Pero una vez más, a la Hora del Buey, despertó con un gemido de terror. .. ¡Había oído la campanilla!…
Ya
estaba próxima, y se acercaba cada vez más- Se incorporó; lanzó un
grito, pero en el cuarto no se oyó nada … sólo un silencio de muerte, un
silencio que crecía, un silencio que se espesaba. Se precipitó hacia
los soldados: estaban sentados ante su tablero; inmóviles, mirándose con
los ojos fijos. Les gritó, los sacudió: estaban como helados…
Después dijeron que habían oído la campanilla.
y
el grito de la joven, y que aun la habían sentido cuando los sacudió
para tratar de despertarlos, y que, sin embargo, no habían podido
moverse ni hablar. A partir de ese momento dejaron de oír y de ver: un
sueño negro se había apoderado de ellos.
Al
alba, al entrar en la cámara nupcial, el samurai vio a la mortecina luz
de una lámpara el cadáver decapitado de su joven esposa, que yacía en
un charco de sangre.

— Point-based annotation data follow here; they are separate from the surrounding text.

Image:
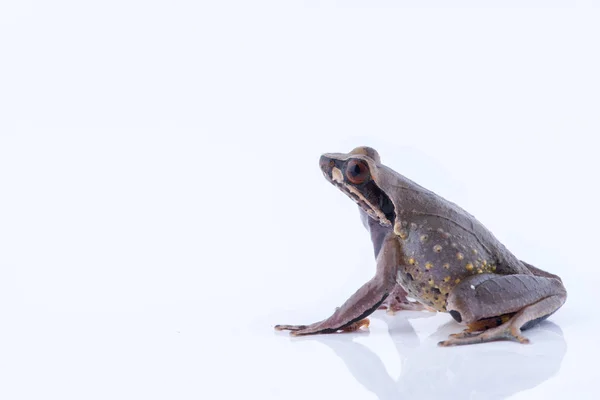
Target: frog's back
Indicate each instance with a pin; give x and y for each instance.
(454, 236)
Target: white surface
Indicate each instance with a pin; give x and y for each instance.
(161, 206)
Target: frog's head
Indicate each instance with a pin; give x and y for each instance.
(359, 175)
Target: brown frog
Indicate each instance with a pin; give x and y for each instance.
(429, 249)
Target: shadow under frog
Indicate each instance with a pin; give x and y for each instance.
(428, 373)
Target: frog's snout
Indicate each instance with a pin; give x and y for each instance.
(326, 165)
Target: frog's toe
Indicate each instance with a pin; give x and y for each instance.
(506, 331)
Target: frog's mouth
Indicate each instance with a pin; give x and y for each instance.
(368, 196)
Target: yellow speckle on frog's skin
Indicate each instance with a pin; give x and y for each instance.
(403, 233)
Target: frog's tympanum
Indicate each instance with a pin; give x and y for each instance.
(433, 251)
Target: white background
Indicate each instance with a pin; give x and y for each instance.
(161, 205)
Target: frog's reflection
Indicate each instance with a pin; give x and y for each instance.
(428, 371)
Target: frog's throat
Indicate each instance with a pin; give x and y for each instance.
(374, 211)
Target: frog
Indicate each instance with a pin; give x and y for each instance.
(430, 254)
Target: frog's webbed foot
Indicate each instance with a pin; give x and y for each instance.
(507, 331)
(320, 327)
(397, 301)
(499, 307)
(352, 315)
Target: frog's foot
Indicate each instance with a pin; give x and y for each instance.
(397, 301)
(506, 331)
(519, 302)
(299, 330)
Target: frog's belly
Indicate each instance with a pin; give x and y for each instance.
(431, 286)
(435, 262)
(426, 292)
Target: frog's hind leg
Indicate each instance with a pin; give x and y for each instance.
(497, 307)
(397, 301)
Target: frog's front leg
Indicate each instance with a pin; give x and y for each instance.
(497, 307)
(397, 301)
(351, 315)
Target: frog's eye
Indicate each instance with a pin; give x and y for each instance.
(357, 171)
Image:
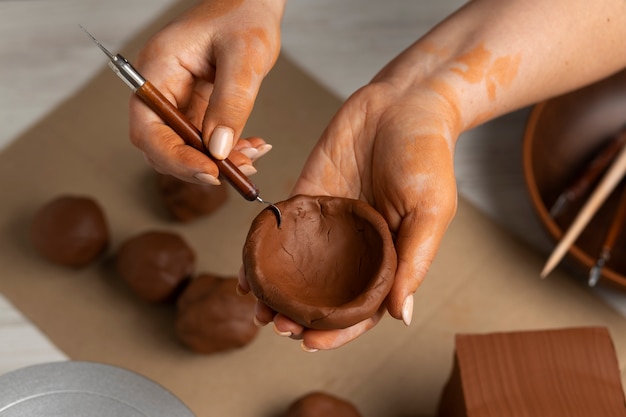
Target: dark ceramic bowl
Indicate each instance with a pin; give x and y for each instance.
(329, 265)
(561, 137)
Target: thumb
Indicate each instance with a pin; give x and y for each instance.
(416, 247)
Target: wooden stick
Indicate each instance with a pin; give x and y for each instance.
(608, 183)
(609, 242)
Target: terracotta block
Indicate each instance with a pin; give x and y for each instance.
(567, 372)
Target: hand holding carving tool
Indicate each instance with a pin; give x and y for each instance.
(180, 124)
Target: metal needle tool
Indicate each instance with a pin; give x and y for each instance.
(180, 124)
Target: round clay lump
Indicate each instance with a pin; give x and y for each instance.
(155, 264)
(70, 231)
(211, 316)
(329, 265)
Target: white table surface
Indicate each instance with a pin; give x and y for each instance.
(342, 44)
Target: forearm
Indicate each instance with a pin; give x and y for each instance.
(494, 56)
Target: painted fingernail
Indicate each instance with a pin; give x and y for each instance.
(240, 291)
(207, 178)
(247, 169)
(250, 152)
(407, 310)
(258, 323)
(262, 150)
(280, 333)
(221, 142)
(307, 349)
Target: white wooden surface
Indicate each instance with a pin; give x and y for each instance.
(45, 58)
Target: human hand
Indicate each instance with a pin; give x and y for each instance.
(209, 63)
(391, 146)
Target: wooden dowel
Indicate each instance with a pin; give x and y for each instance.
(608, 183)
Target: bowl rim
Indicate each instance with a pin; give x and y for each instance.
(541, 210)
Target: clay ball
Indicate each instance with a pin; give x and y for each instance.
(316, 404)
(186, 201)
(155, 264)
(70, 231)
(329, 265)
(212, 317)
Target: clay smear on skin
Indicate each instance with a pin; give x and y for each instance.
(478, 66)
(219, 8)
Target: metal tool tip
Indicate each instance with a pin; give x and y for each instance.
(274, 208)
(106, 51)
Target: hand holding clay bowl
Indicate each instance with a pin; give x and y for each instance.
(329, 265)
(561, 137)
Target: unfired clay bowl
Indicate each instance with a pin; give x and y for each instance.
(329, 265)
(561, 136)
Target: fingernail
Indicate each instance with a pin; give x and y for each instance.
(262, 150)
(240, 291)
(258, 323)
(221, 142)
(407, 310)
(307, 349)
(247, 169)
(249, 152)
(278, 332)
(207, 178)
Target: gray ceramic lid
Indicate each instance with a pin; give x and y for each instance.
(84, 389)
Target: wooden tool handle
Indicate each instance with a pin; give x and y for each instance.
(193, 137)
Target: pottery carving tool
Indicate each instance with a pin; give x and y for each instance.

Los dos guerreros dormían aún, acuclillados ante la
partida inconclusa. Al oír el grito de su amo, se incorporaron de golpe
y se quedaron mirando estúpidamente aquel horror que yacía a sus pies.

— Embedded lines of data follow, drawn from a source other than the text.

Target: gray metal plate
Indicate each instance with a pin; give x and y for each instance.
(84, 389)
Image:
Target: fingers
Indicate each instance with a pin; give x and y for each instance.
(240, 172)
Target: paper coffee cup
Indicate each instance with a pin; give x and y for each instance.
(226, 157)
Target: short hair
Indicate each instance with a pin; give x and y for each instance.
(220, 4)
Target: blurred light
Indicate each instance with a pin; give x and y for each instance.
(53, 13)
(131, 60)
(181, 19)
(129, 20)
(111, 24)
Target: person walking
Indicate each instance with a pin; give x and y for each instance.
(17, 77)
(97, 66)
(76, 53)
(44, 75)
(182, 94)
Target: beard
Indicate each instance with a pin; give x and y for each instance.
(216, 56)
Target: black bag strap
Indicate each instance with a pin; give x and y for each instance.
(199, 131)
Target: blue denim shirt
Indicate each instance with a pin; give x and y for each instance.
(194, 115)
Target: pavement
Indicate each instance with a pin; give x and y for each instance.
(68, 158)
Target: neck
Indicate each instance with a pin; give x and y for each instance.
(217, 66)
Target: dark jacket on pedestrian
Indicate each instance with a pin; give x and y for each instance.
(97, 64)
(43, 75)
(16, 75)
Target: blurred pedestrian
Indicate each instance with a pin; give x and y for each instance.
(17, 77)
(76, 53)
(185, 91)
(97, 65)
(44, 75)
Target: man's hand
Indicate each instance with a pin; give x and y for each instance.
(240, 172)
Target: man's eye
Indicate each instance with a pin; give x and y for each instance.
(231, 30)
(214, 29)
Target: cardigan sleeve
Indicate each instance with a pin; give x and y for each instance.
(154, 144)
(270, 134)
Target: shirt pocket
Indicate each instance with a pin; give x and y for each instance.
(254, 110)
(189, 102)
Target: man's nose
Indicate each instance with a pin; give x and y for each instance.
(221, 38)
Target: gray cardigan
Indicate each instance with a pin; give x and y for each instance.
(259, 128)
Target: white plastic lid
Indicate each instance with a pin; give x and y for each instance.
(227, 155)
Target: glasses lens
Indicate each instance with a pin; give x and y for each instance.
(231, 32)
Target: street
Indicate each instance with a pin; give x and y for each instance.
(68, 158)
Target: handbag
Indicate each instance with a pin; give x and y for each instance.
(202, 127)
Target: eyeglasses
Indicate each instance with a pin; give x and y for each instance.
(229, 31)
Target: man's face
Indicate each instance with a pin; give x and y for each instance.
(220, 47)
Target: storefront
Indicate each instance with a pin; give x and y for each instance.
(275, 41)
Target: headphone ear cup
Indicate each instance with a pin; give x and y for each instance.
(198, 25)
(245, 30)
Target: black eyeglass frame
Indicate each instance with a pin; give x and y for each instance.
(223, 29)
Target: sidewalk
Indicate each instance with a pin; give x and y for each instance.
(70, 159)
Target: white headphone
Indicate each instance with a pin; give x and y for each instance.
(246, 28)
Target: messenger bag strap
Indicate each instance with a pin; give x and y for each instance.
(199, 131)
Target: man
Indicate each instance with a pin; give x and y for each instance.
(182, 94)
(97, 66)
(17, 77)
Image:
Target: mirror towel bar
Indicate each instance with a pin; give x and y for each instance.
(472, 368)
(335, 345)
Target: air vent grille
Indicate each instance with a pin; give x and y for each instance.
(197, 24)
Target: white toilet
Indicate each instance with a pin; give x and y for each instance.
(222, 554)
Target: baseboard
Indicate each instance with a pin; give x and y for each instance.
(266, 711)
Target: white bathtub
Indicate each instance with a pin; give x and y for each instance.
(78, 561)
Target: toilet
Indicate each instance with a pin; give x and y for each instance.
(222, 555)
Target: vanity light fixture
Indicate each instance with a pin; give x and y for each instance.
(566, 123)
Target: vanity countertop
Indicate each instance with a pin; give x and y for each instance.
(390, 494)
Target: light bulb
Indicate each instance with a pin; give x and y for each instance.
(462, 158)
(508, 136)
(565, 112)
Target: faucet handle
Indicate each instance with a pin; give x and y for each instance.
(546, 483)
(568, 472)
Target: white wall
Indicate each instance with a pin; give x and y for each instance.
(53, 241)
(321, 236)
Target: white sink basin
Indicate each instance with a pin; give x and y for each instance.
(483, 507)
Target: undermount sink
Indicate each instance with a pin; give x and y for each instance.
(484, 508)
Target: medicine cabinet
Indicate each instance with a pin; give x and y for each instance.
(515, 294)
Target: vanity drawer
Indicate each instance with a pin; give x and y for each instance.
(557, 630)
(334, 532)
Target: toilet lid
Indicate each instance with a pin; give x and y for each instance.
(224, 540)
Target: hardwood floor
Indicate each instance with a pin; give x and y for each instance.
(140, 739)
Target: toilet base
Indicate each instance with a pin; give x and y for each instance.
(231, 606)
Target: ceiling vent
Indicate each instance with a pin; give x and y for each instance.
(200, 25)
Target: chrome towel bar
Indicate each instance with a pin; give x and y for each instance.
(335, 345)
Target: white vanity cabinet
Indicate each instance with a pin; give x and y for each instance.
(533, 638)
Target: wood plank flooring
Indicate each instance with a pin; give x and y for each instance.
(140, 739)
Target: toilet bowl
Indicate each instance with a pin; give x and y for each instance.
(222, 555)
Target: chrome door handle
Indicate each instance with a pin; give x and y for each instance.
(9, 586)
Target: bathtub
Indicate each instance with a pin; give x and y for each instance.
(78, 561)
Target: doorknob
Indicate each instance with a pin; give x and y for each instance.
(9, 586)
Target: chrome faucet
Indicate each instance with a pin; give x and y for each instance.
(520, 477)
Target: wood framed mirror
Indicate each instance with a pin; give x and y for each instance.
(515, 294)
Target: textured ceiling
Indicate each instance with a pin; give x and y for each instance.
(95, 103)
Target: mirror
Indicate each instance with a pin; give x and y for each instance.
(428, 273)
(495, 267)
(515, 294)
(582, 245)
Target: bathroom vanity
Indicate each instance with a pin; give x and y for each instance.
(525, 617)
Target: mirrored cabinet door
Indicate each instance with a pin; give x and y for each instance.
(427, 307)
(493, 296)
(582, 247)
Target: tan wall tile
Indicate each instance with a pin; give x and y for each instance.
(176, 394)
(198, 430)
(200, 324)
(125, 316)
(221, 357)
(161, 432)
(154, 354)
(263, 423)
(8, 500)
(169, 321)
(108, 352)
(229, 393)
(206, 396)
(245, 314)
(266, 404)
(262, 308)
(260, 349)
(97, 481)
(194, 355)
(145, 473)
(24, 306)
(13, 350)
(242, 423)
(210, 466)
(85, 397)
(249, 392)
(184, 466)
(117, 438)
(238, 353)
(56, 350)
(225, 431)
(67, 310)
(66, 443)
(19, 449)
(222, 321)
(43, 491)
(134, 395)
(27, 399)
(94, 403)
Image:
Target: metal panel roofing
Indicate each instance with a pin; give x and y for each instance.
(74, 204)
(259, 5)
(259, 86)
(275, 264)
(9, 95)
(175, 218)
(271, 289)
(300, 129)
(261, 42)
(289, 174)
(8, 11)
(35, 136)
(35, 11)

La cabeza no aparecía; y la espantosa herida mostraba que no había sido cortada de un tajo, sino arrancada. Un
reguero de sangre iba desde la cámara hasta un ángulo de la galería
exterior, donde las guardapuertas parecían haber sido rasgadas. Los tres
hombres siguieron el rastro, se internaron en el jardín, atravesaron
cuadros de césped .y espacios enarenados, contornearon un estanque
bordeado de lirios, pasaron bajo densos ramajes de cedros y bambúes. Y
de pronto, en un recodo, se hallaron cara a cara con una cosa de
pesadilla, que chirriaba como un murciélago: la figura de una mujer
sepultada mucho tiempo atrás, erguida ante su tumba; en una mano una
campanilla, en la otra la cabeza ensangrentada. Por un instante
permanecieron los tres aturdidos. Después, uno de los soldados
desenvainó la espada, pronunciando una invocación budista, y asestó un
golpe a la aparición, que se desplomó instantáneamente, en desarticulado
montón de trozos de sudario, cabellos y huesos, al tiempo que de esa
ruina se desprendía la campanilla, rodando y tintineando. Pero la
descarnada mano izquierda, aun después de cercenada la muñeca, seguía
retorciéndose, y sus dedos aferraban aún la cabeza sangrante,
desgarrando y lacerando, como las pinzas de un cangrejo amarillo
tenazmente clavada en una fruta caída…
-Ésa
es una historia perversa -dije al amigo que me la había contado-. La
venganza de la muerta, en caso de cumplirse, debió recaer sobre el
hombre.
-Eso creen los hombres -repuso él-. Pero no es lo que siente una mujer.
Y tenía razón.
Juego semejante al de damas pero mucho más complicado.